Turn Your Leftover Holiday Cheeseball Into Gooey Mac & Cheese

Turn Your Leftover Holiday Cheeseball Into Gooey Mac & Cheese

On a cold winter’s night in 2017, a friend brought a 567 g walnut- and bacon-covered cheeseball to my Christmas party. It was my first holiday cheeseball experience and I instantly became enamoured with the novelty of having access to a gigantic sphere of nearly endless dip. But when the next day dawned, I was faced with an unforeseen challenge: What do I do with the cheeseball leftovers? The ball was certainly no longer shaped like one, and nearly half of it was gone, but that still left me with over a half pound of cheese. I looked forward to eating more of it with crackers, but I knew I’d eventually get sick of that presentation, and throwing it in the trash was simply not an option.

Suddenly, my brain went into “re-work” mode. Re-work is a food industry concept of taking a perfectly good but no longer needed finished product and changing it into something new. It’s the same idea behind using day-old brioche slices for your Sunday French toast. Brioche is already a finished product you can enjoy as is, but day-old brioche can be too dry for eating plain. It is, however, perfect for soaking up cinnamon-laced custard and frying in butter.

I looked at my cheeseball, all broken open, but still showing off its bacon bits, scallions, shredded cheddar cheese, cream cheese, walnuts, and seasonings. It occurred to me that this could make an amazing sauce for some pasta. I could re-work this cheeseball into a glorious mac and cheese, elevated to new heights with bacon and walnuts!

The resulting dish was a stunner: gooey cheese sauce, bubbling with herbs and spices, with the occasional crunch from a walnut — and best of all, it was the simplest mac and cheese I have ever created. No roux, and no dry, separated, oily cheese clumps.
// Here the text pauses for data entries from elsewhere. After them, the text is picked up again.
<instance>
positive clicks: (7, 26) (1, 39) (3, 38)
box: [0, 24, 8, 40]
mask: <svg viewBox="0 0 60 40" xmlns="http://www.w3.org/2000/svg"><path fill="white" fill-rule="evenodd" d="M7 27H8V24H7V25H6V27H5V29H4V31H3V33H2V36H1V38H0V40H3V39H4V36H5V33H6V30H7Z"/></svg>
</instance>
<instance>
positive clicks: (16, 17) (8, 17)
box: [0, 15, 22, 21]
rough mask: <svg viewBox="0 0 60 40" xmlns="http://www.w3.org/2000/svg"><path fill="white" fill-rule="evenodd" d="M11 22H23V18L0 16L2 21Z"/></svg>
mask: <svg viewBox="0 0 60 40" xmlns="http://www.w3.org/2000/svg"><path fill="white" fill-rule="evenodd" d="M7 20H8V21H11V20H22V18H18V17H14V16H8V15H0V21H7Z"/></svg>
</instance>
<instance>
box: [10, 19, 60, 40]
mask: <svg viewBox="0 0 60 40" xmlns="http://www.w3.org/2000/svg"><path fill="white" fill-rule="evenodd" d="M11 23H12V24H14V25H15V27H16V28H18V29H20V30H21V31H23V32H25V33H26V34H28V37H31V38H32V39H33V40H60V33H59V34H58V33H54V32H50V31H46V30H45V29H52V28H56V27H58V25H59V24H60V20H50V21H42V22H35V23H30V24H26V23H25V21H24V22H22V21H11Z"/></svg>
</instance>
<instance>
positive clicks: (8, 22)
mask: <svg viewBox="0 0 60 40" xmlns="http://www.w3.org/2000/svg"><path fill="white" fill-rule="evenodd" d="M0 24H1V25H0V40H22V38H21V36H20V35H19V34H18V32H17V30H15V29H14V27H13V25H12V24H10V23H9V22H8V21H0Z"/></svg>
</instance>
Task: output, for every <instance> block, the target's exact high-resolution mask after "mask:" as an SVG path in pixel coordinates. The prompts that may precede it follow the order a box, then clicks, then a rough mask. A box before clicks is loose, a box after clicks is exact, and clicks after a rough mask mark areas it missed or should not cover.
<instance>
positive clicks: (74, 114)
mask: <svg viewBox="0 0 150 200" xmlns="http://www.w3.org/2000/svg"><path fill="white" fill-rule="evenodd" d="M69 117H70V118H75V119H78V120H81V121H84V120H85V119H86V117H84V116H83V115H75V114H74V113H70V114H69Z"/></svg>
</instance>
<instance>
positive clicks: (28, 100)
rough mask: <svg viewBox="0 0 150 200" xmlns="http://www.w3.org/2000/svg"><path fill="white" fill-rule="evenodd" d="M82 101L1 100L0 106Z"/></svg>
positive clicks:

The soft cheese, whether cream cheese, goat cheese, or another spreadable cheese, melts down to create a thick sauce that binds and supports the hard cheeses, like the cheddar or parmesan present in most cheeseballs. I devoured a heaping bowlful of this fancy mac and cheese and still had enough cheeseball to make more the next day (this time with some frozen peas tossed in).

The following recipe makes one serving, so you can make this dish even if you only have a little bit of leftover cheeseball. If you have a lot leftover, this is easily doubled, tripled, or quadrupled. After this, you might want to double your next cheeseball just to ensure you do have leftovers.

Leftover Holiday Cheeseball Mac & Cheese (Yield: 1 serving)

Photo: Allie Chanthorn Reinmann
Photo: Allie Chanthorn Reinmann


  • ¾ cup of dry pasta
  • ⅓ cup of cheeseball
  • ¼ cup of pasta water

In a small pot, boil pasta in salted water as directed by the box instructions. Once the pasta has reached the desired texture, drain all but ¼ cup of the pasta water. (If you forget this step or drain it all by accident, you can add ¼ cup of fresh water or milk back to the pot. Pasta water is helpful because the starch in it will add a little thickness to your sauce and help it cling to the pasta, but it’s not a deal breaker if you have to use plain water.)

Return the pot to the burner on medium heat. Break up the cheeseball and toss it into the pot. Stir the mixture slowly but consistently. The cheeseball will begin to melt and mix into the pasta water, creating a sauce. As the pasta water evaporates the mixture will thicken into a rich, velvety sauce, studded with nuts and other tasty bits. Enjoy with your biggest fork.